1. A method, comprising:

forming a first gate insulating layer over a semiconductor substrate;

performing a first plasma nitridation to the first gate insulating layer;

forming a second gate insulating layer over the first gate insulating layer;

performing a second plasma nitridation to the second gate insulating layer;

forming a gate electrode metal material over the second gate insulating layer; and

forming a metal gate electrode pattern by etching the gate electrode metal material, the second gate insulating layer, and the first gate insulating layer.

2. The method of claim 1, wherein the first gate insulating layer is formed by growing SiO2 on the semiconductor substrate by thermal oxidation.

3. The method of claim 1, wherein the first gate insulating layer is formed to have a thickness of 0˜1 nm.

4. The method of claim 1, wherein the first plasma nitridation is performed with plasma power set to 150˜200 W for 90˜120 seconds.

5. The method of claim 1, wherein the first nitridation is performed with a nitrogen content of 1˜10%.

6. The method of claim 1, wherein the second gate insulating layer is formed by ALD (atomic layer deposition).

7. The method of claim 1, wherein the second gate insulating layer is formed to have a thickness of 2˜3 nm using a high-k dielectric.

8. The method of claim 1, wherein the second gate insulating layer comprises a high-k dielectric belonging to HfSiOx series.

9. The method of claim 8, wherein the second gate insulating layer comprises one of HfSiO, HfSiON, and HfO2.

10. The method of claim 1, wherein the second plasma nitridation is performed with plasma power set to 150˜200 W for 90˜120 seconds.

11. The method of claim 1, wherein the second nitridation is performed with a nitrogen content of 10˜20%.

12. The method of claim 1, wherein the gate electrode metal material, the second gate insulating layer, and the first gate insulating layer are etched in-situ to form the metal gate electrode pattern.

13. The method of claim 1, wherein the gate electrode metal material comprises at least one of HfN, TaN, and TiN.

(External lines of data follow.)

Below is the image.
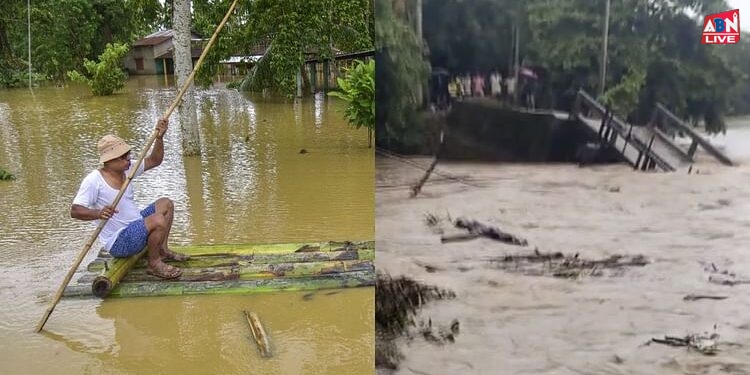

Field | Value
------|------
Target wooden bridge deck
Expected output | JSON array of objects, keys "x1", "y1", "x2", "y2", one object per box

[
  {"x1": 572, "y1": 91, "x2": 732, "y2": 172},
  {"x1": 577, "y1": 115, "x2": 692, "y2": 172}
]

14. The method of claim 1, wherein the gate electrode metal material is formed to have a thickness of 50˜80 nm.

15. A device comprising:

a semiconductor substrate; and

a metal gate electrode pattern including first and second insulating layers having a layered structure over the semiconductor substrate, and a gate electrode metal material formed over the second gate insulating layer.

16. The device of claim 15, wherein each of the first and second gate insulating layers is plasma-nitridated before forming the gate electrode metal.

17. The device of claim 16, wherein the plasma-nitridated first gate insulating layer pattern comprises SiON formed to have a thickness of 0˜1 nm.

18. The device of claim 17, wherein the second gate insulating layer pattern comprises a high-k dielectric belonging to HfSiOx series and wherein the second gate insulating layer pattern is formed to have a thickness of 2˜3 nm.

19. The device of claim 18, wherein the second gate insulating layer pattern comprises one of HfSiO, HfSiON and HfO2.

20. The device of claim 18, wherein the gate electrode metal material comprises at least one of HfN, TaN and TiN, and wherein the gate electrode metal material is formed to have a thickness of 50˜80 nm.